THURSDAY, May 14, 2020 (HealthDay News) — Patients with celiac disease have an increased risk for inflammatory bowel disease (IBD) and vice versa, according to research published online May 13 in Gastroenterology.
Maria Ines Pinto-Sanchez, M.D., from McMaster University in Hamilton, Ontario, Canada, and colleagues conducted a systematic review and meta-analysis to assess evidence for a correlation between celiac disease and IBD. The analysis included data from 65 studies.

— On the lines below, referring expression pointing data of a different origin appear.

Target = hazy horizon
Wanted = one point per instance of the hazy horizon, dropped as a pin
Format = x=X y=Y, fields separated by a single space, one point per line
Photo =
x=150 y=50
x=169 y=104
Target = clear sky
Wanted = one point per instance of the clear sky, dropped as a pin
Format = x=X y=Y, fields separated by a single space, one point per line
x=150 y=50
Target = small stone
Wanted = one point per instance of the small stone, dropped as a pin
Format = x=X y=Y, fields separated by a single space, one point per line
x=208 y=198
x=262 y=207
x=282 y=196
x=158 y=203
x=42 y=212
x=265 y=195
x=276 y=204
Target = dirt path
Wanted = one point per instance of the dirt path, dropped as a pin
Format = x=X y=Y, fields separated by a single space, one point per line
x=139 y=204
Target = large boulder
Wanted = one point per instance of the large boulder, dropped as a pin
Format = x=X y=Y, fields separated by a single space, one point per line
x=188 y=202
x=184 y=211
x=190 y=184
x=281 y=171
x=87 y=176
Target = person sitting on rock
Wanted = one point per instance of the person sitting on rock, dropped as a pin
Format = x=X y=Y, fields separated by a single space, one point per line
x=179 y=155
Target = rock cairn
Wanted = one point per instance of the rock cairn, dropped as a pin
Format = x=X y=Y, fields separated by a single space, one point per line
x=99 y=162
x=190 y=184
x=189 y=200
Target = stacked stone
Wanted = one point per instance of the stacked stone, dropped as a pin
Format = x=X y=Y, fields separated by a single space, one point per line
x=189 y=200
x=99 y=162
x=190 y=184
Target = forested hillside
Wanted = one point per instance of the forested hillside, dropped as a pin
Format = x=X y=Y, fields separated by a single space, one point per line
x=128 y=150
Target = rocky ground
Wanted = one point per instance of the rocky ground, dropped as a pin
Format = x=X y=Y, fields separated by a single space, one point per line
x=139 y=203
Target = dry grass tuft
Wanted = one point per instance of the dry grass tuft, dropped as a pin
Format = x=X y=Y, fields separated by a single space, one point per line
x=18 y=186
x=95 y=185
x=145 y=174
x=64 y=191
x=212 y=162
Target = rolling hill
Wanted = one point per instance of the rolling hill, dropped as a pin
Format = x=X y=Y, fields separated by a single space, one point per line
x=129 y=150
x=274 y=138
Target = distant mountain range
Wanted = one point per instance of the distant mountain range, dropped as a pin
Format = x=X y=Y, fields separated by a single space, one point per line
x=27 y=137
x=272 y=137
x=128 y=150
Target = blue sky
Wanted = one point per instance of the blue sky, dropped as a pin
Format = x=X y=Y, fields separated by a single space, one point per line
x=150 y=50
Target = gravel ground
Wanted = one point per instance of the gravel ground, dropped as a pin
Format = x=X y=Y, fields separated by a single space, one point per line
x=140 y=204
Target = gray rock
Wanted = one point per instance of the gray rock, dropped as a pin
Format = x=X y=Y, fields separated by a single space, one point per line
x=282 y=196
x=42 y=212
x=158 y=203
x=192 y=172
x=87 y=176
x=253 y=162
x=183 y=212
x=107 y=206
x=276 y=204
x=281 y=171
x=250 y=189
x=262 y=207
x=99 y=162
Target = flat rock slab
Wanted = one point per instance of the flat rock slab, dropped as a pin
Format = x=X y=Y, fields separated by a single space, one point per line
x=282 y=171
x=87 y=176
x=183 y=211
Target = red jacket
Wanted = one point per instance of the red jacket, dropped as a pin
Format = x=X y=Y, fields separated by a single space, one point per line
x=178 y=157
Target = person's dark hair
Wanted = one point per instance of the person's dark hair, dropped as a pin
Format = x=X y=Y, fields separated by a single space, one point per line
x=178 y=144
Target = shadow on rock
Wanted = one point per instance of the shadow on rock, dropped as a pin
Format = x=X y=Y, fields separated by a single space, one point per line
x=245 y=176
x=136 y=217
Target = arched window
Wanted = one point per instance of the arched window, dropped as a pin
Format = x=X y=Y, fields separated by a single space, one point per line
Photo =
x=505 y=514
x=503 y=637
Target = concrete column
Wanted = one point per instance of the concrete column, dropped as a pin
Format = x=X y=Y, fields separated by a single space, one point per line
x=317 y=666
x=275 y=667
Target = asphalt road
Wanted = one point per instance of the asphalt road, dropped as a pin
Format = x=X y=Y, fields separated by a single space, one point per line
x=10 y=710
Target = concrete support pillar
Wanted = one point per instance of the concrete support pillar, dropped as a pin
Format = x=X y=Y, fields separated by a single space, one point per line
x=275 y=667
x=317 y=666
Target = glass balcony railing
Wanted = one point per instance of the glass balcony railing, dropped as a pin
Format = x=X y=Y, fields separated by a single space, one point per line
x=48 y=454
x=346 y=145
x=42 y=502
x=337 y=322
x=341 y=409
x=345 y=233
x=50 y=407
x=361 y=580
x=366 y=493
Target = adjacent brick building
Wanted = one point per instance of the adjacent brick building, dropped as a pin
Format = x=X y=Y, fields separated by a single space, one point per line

The researchers observed an increased risk for celiac disease in patients with IBD versus controls, based on moderate-certainty evidence (relative risk, 3.96), and an increased risk for IBD in patients with celiac disease versus controls (relative risk, 9.88). In patients with celiac disease versus controls, there was low-certainty evidence for the risk for anti-Saccharomyces antibodies, a serologic marker of IBD (relative risk, 6.22). Low-certainty evidence was found for no difference in the risk for HLA-DQ2 or DQ8 in patients with IBD versus controls, while very low-certainty evidence was seen for an increased risk for anti-tissue transglutaminase in patients with IBD versus controls, which was not statistically significant.
“Although these results indicate a bidirectional association between celiac disease and IBD, it is unclear at this point whether screening of IBD should be performed in celiac disease and vice versa,” the authors write.
Several authors disclosed financial ties to the pharmaceutical and nutrition industries.